NFTs are an imperfect solution, but they do offer a new way to trade and share art. These tokens are built on the principles of financial transparency, royalties, and easy access for all. They make the art world more open and inclusive so that everyone can participate in this important cultural exchange.

NFTs are already being used by artists to sell their creations online, where the traditional world of galleries and art dealers refuses to welcome them. We are exploring the intersections of emerging technologies, digital art, and neo-capitalism in a way that redefines relational value through trustless transactions and cultural value that translates across cultural divides.

Art is often used as a symbol of luxury and expense. However, we believe that art should be accessible to everyone, everywhere. As an ecosystem, we are working on open-source solutions for the problems in the art world. The objective for many of us is to help artists connect with their audiences in new ways, with one another, and with the evolving future of creativity.

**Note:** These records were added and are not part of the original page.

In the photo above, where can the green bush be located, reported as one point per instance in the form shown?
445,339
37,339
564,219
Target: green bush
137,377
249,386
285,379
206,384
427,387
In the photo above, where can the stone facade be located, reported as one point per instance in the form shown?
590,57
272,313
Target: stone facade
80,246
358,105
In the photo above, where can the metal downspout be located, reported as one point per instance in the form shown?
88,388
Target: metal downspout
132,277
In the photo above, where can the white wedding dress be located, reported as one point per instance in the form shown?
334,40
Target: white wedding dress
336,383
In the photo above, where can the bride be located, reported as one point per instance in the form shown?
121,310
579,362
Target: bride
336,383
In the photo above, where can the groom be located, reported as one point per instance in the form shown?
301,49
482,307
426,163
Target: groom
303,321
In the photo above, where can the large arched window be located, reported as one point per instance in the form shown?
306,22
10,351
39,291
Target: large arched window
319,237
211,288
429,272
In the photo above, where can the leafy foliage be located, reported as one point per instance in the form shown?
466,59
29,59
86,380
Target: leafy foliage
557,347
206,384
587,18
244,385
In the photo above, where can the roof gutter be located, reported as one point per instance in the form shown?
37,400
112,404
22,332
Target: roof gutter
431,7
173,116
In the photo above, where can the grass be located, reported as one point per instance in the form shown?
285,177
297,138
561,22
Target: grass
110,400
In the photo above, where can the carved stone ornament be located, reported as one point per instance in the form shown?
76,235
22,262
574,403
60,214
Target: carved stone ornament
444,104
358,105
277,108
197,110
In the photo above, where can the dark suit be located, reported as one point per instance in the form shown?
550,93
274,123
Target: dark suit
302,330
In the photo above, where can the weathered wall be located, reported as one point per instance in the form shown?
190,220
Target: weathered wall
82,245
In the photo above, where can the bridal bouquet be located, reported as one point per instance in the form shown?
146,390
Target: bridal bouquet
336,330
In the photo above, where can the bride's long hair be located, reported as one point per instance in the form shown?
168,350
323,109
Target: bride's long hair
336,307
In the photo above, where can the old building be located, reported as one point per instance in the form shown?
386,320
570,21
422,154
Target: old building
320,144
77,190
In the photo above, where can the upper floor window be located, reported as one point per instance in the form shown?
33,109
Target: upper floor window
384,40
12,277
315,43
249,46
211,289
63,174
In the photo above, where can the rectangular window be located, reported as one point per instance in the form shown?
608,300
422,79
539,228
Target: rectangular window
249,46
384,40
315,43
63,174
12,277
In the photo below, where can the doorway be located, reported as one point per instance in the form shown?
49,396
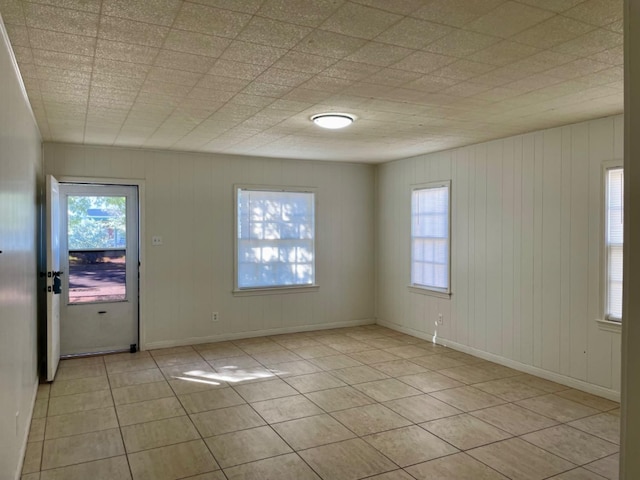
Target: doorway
99,245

NFTs can be used to verify ownership and authenticity of art; for proof of attribution; as a digital copyright system; or they can simply be collected like trading cards. They are an organic attempt at creating an open standard that can assign value to digital goods and works.

The transparency and cultural accessibility of NFTs as a medium and as a means of monetization are frightening to the cultural elite, precisely because it dismantles the traditional notions of how value is assigned to creative works, and it leaves the cultural tastemakers somewhat toothless in the face of a market they can neither predict, gatekeep or control.

Without intermediaries or established curators, NFTs are a democratic way to engage with art. Some of the most expensive paintings in the world are traded on open-market exchanges where anyone can buy them now — and at prices that suggest, there is still room for growth.

NFTs have arrived at an important time in our society when people are questioning the value of art and how it gets assigned. The current economic model has proven unsustainable for both artists and their buyers while NFTs offer a new way forward.

What is “expensive” and what is not? In the world of NFTs, this question has no meaningful answer. There will always be a new art token on the horizon that challenges our assumptions about where value comes from in the market for art.

Artwork now moves beyond traditional means of valuation and now moves toward a model of selling and trading that is not based on a central controlling authority, or on an over-intellectualized world of a white, wealthy creative aristocracy, but on the basis of open exchange between market participants.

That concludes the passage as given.